ASD versus Low-risk group
In our dataset, 11 High-risk individuals developed ASD (assessed at 24 and 36 months), allowing us to ask whether, as suggested previously (1, 8, 9), ASD is associated with appearance of GI symptoms prior to ASD diagnosis (as put forward in the introduction, it is already well established as a co-morbidity after diagnosis). Even with this small sample size, a significant percentage of the ASD infants were reported to have had constipation as a GI symptom prior to diagnosis as compared to Low-risk infants (45% versus 16%, N=11 and 114, respectively, p=0.03).

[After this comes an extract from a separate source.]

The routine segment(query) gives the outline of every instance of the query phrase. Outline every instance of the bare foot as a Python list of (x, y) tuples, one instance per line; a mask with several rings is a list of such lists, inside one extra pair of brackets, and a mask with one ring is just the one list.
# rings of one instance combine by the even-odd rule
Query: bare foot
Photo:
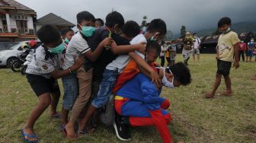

Additionally, we repeated the weaning age analysis (Figure 2) and symptom analysis (Figure 3), excluding the 11 High-risk individuals diagnosed with ASD. This restricted analysis yielded similar results to that in the full population, showing higher prevalence of GI symptoms in High-Risk than Low-Risk infants (Supplemental Figures 4 and 5). Even restricting our population to only those High-risk infants who were tested for, and found not to have, ASD (N = 23), constipation on a NBM diet was still more prevalent in that group (27%) than in Low-risk infants (9%, N = 93, p=0.027). These additional analyses suggest that our finding of elevated GI symptoms is not driven by the infants who went on to develop ASD. In fact, prevalence of constipation, regardless of diet, was not significantly different between assessed High-risk infants that developed ASD (45%) and those that did not (26%, p=0.43). Taken together, the finding of higher prevalence of early GI symptoms in both High-Risk infants who do and do not go on to develop ASD supports the inclusion of early GI symptoms (specifically constipation while on a NBM diet) as an ASD endophenotype.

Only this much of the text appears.